To use it between men would be to plead with another in the name of his god. To use it in business would represent an oath before his god. To tear it would separate a man from the protective relationship of his god.

As such, Kalluveettil,[2] and Brauner,[3] demonstrate through various quotations from ancient documents that the act of grabbing the hem is a covenant formula, signifying the submission and binding of the supplicant to the intended benefactor, and a compulsory means of petitioning one’s superior.

If you are familiar with the Scriptures, I assume that the notion of garment hems is not a new concept to you, even if you never quite grasped the significance of their appearance… no pun intended… well, since I wrote it, I guess I did intend it.

David’s severance of Saul’s hem in the cave, takes on new meaning, as does David’s guilt over it. (1 Samuel 24:1ff) It should be noted that David’s conscience does not bother him in a parallel account involving Saul’s spear and jug. (1 Samuel 26:8ff)

After Ruth comes with a proposal of marriage to Boaz, she says, “spread your hem over me,” but Boaz does not comply, for there is yet another who has first rights as redeemer for both property and marriage.

In parallel with this, in Ezekiel’s allegory of YHWH’s care for His people, in Ezekiel 16:8, he says, “…and behold, you were at the time for love; so I spread My hem over you and covered your nakedness. I also swore to you and entered into a covenant with you so that you became Mine,”

In Zechariah 8:23 the text says, “and they will seize upon the hem.”  In context, it reads, “In those days ten men from all the nations will seize upon the hem of a Jew saying, “ Let us go up with you, for we have heard that God is with you.””

Matthew 23:5 records, within Jesus’ diatribe against the Pharisees and Scribes, that these leaders’ desire to be exalted before men causes them to widen the borders of their garments.

In Matthew 9:20ff, a woman with an “issue of blood” is convinced that if she can just touch the hem of Jesus’ garment, she will be made well. She reaches her goal, and is immediately healed.

In Matthew 14:36, the crowds move in on Jesus and begin to entreat Him to allow them to “touch the hem of his cloak.” The narrator goes on to note that all who touched it were healed.

For Jesus, the hem may have been more than just an instrument of petition, having with in it, a mystical/symbolic representation of His person in relation to his Father.
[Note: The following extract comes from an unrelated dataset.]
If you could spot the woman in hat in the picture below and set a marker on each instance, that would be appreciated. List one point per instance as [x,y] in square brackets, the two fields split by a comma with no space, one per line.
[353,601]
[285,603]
Some have suggested that it was part of Messianic hope, in keeping with Malachi 4:2, that Messiah would have healing in his hem. It says, the sun of righteousness shall rise with healing in its wings (the word for wings and hem are the same—kanaph).

And what do we infer from all this? What relationship might the desperate grasping of a prophet’s hem have in relation to that same prophet’s abrupt and compromising change of mind in regard to his public attendance in Saul’s sanctimonious worship?
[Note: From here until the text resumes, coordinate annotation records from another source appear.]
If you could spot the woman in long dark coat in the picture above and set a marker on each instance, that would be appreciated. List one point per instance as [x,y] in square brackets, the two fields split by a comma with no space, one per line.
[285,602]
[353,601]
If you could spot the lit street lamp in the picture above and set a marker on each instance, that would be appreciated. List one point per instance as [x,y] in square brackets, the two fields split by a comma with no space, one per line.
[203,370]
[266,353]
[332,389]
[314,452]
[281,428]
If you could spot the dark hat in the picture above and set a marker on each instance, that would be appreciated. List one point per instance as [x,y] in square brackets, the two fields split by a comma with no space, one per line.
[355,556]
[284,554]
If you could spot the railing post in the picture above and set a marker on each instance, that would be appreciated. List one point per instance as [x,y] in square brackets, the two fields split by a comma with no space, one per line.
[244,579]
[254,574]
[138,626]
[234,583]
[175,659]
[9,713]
Samuel was placed under a powerful social and religious covenantal appeal that could not be denied if its meeting was within his power. This does not, however, imply any pressure on YHWH to do the same… more on Saul’s worship and Samuel’s rebuke later.

 



[1] Ferris J. Stevens,  “The Ancient Significance of sisith.Journal of Biblical Literature. 50 (1931): 63-4.

[2] Paul Kalluveettil, Analecta Biblica – 88 [Declaration and Covenant]. Rome: Biblical Institute Press, 1982.

 [3] Ronald Brauner, “To Grasp the Hem and 1 Samuel 15:27,” JANES 6 (1974) 35-38.